View Single Post
Old 12-16-2010, 03:41 AM
  # 60 (permalink)  
RedBaron
Member
 
Join Date: Nov 2010
Posts: 23
So here’s where we’re at now: I had two counseling sessions with my wife last week, one with a guy who focused on marriage issues, and one with her primary counselor. During the first session she back pedaled on a lot of the things she’d previously said about admitting to be a danger to the kids, saying that she was forced into saying those things (how???) and that she didn’t want them to be used against her in any court hearings. The second session was rather different, in that the “listening” mode of the marriage guy was replaced by a more aggressive (to her) approach from the counselor, challenging her about her minimizing her drinking, and her failure to engage in the therapy process. My wife was incredible hostile through the whole process, both to the counselor, and especially to me. She’s since extended her stay there, but it very curt with me in any dealings, and is clearly very angry. One thing she said was that she considered my keeping her away from the kids to be a punishment I was imposing rather than anything for their benefit, which just breaks my heart.

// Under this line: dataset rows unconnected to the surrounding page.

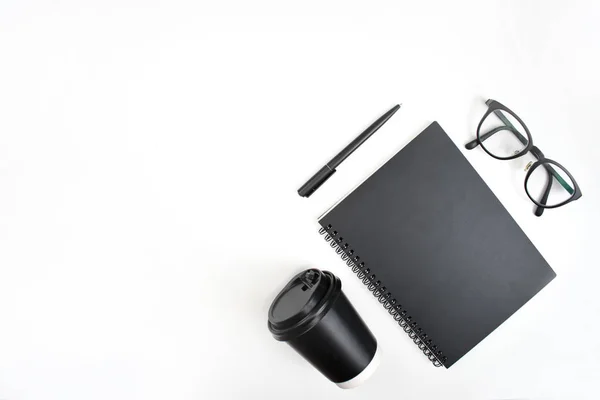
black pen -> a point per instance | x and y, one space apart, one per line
324 173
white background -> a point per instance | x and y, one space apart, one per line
150 153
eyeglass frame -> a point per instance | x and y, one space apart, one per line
496 108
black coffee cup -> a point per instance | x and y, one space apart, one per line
313 315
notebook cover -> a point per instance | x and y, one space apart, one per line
441 243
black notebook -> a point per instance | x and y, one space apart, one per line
436 247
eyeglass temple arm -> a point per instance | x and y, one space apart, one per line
474 143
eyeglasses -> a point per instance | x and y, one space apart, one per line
504 136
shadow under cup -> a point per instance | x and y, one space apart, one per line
313 315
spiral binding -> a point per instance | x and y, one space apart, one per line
396 310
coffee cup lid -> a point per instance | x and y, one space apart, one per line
302 303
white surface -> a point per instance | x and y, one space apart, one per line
365 374
150 153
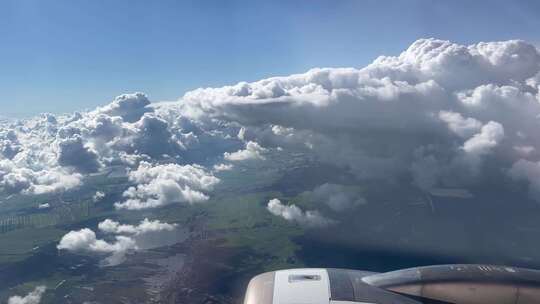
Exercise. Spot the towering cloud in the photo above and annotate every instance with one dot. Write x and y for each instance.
(34, 297)
(127, 238)
(165, 184)
(440, 114)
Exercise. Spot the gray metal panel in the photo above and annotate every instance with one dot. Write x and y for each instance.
(260, 289)
(464, 284)
(347, 285)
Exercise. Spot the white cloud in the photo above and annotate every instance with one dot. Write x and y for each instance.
(482, 142)
(252, 151)
(160, 185)
(292, 213)
(85, 241)
(439, 113)
(44, 206)
(223, 167)
(34, 297)
(145, 226)
(338, 197)
(127, 238)
(98, 196)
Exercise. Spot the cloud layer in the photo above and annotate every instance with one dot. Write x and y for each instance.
(292, 213)
(438, 115)
(165, 184)
(34, 297)
(127, 238)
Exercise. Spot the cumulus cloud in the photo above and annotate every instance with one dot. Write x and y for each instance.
(159, 185)
(73, 153)
(34, 297)
(436, 113)
(252, 151)
(85, 241)
(439, 114)
(98, 196)
(223, 167)
(127, 238)
(292, 213)
(128, 106)
(145, 226)
(337, 197)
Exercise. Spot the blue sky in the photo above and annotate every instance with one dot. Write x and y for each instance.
(67, 55)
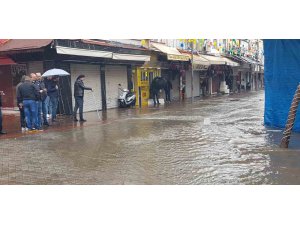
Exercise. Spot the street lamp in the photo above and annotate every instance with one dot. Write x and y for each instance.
(192, 41)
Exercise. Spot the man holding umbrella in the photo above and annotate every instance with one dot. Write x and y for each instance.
(52, 87)
(78, 95)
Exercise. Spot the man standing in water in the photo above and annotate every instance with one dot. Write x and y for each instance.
(78, 95)
(1, 131)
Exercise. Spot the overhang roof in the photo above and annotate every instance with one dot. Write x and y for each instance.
(24, 44)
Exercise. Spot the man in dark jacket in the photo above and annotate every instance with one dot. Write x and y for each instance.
(1, 131)
(40, 86)
(28, 95)
(168, 88)
(43, 98)
(78, 95)
(52, 90)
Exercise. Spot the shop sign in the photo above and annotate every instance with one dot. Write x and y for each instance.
(178, 57)
(200, 67)
(17, 72)
(18, 68)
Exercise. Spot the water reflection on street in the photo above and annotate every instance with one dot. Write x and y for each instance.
(218, 140)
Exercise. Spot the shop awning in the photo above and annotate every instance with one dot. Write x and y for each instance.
(131, 57)
(24, 45)
(172, 53)
(83, 52)
(219, 60)
(199, 63)
(6, 61)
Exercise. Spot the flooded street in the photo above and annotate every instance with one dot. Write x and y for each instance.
(218, 140)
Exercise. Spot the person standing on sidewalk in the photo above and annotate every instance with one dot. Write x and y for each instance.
(52, 90)
(28, 95)
(48, 105)
(43, 98)
(1, 130)
(78, 95)
(36, 84)
(168, 88)
(21, 107)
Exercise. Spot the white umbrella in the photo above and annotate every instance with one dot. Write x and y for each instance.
(55, 72)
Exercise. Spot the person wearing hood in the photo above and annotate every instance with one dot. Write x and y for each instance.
(28, 95)
(78, 95)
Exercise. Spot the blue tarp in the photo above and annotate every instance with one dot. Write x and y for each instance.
(282, 76)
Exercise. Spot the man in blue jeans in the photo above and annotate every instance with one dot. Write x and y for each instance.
(78, 95)
(28, 94)
(52, 90)
(1, 131)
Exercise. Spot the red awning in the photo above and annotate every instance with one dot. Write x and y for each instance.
(6, 61)
(23, 45)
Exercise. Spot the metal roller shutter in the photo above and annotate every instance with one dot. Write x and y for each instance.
(35, 67)
(92, 79)
(196, 84)
(114, 75)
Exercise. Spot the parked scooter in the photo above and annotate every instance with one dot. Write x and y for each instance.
(126, 98)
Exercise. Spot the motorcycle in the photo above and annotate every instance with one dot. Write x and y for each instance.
(126, 98)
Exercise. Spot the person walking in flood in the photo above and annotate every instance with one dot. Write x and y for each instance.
(28, 94)
(1, 131)
(78, 95)
(43, 97)
(52, 91)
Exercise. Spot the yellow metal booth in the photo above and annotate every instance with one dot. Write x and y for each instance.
(143, 77)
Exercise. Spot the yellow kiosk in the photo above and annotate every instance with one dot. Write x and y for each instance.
(143, 77)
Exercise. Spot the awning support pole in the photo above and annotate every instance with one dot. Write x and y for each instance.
(291, 120)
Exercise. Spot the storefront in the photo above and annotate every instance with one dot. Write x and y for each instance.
(104, 64)
(220, 74)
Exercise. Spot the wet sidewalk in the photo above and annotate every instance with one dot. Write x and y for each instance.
(218, 140)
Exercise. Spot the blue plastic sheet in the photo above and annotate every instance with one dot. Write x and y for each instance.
(282, 76)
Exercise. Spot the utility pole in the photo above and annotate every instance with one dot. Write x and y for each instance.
(192, 78)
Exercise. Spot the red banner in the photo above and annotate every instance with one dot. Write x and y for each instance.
(3, 41)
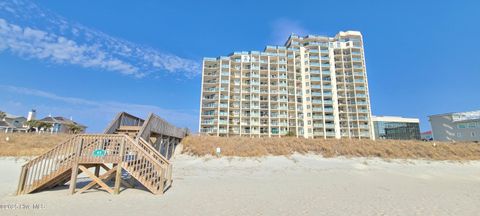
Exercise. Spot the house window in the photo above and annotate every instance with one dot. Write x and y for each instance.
(472, 125)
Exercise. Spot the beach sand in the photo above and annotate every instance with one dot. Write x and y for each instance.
(295, 185)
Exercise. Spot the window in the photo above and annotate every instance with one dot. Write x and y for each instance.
(472, 125)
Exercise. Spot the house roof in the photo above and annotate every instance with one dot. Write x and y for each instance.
(5, 124)
(60, 120)
(10, 116)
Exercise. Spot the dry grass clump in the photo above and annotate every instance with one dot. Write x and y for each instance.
(21, 144)
(387, 149)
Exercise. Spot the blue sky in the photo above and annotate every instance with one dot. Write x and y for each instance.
(91, 59)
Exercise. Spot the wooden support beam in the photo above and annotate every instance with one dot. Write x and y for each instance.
(118, 176)
(96, 179)
(21, 183)
(73, 178)
(105, 177)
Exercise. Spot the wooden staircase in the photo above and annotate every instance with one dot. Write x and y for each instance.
(137, 157)
(131, 131)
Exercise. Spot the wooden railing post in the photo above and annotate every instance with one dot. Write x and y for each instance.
(118, 174)
(21, 183)
(73, 178)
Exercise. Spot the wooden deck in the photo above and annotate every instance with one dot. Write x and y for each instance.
(145, 160)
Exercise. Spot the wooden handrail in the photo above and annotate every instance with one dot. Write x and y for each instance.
(79, 149)
(153, 151)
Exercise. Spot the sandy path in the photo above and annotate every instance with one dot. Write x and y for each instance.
(300, 185)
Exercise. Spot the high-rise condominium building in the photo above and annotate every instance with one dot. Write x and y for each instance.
(313, 87)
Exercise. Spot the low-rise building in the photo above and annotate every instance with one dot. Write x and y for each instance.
(12, 123)
(394, 127)
(63, 125)
(426, 136)
(456, 126)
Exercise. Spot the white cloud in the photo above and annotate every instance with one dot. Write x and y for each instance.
(282, 28)
(33, 32)
(97, 114)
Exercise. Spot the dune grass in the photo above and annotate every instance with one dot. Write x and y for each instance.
(21, 144)
(35, 144)
(387, 149)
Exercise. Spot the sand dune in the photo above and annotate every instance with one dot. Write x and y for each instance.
(298, 185)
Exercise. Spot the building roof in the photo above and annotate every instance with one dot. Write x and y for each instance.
(461, 116)
(395, 119)
(5, 124)
(10, 116)
(60, 120)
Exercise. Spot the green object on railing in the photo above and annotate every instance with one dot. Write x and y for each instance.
(99, 153)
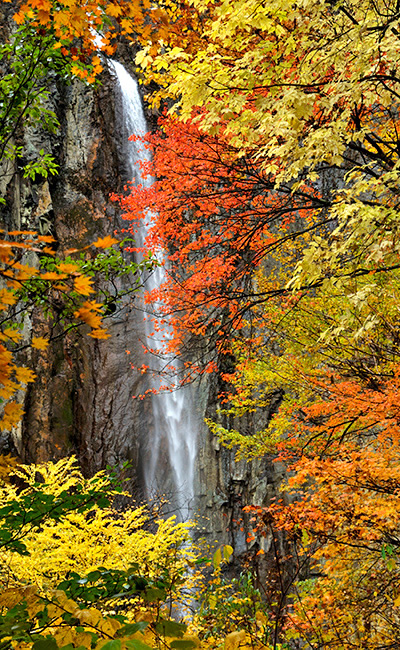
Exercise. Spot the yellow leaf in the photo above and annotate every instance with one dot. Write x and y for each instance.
(106, 242)
(12, 334)
(39, 343)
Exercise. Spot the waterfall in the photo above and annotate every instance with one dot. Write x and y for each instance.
(169, 449)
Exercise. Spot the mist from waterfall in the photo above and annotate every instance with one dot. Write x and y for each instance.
(168, 455)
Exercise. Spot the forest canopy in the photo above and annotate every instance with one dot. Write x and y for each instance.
(276, 204)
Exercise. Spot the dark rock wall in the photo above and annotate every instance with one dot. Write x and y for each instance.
(82, 400)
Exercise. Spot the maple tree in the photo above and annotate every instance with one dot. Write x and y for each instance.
(70, 605)
(276, 201)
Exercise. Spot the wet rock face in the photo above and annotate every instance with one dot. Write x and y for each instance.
(82, 400)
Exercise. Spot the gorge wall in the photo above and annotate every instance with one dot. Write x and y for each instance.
(81, 402)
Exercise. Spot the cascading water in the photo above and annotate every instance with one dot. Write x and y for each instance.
(168, 455)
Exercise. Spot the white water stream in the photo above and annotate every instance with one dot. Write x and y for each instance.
(169, 452)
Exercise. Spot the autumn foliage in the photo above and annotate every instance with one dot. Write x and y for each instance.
(276, 203)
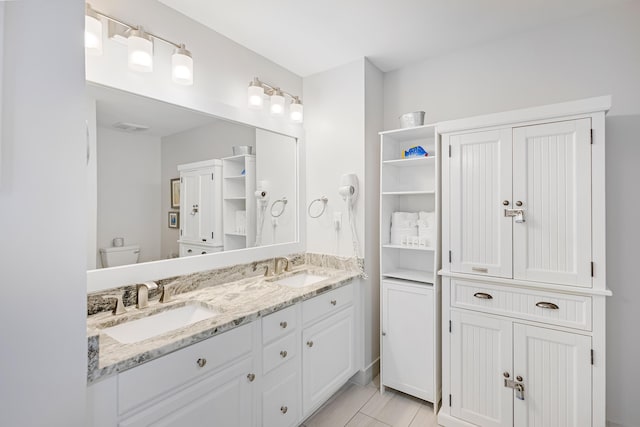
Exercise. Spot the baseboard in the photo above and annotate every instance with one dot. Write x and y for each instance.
(366, 375)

She seems now to be going through with treatment, but it feels forced and half-hearted. I guess my biggest fear right now is that she’ll somehow drag herself through it and get sober for a short while, but that her anger will still be there such that she’ll divorce me and use her sober status to take the kids. It seems that again I am being put in the role of the one forcing all this to happen, and am being portrayed as the bad guy. I want her back and I want her sober, but I’m so worried that she’s focused on her anger rather than the long term, and that she’ll end up just doing what she needs to do to “fight back” rather than because she really wants to get well.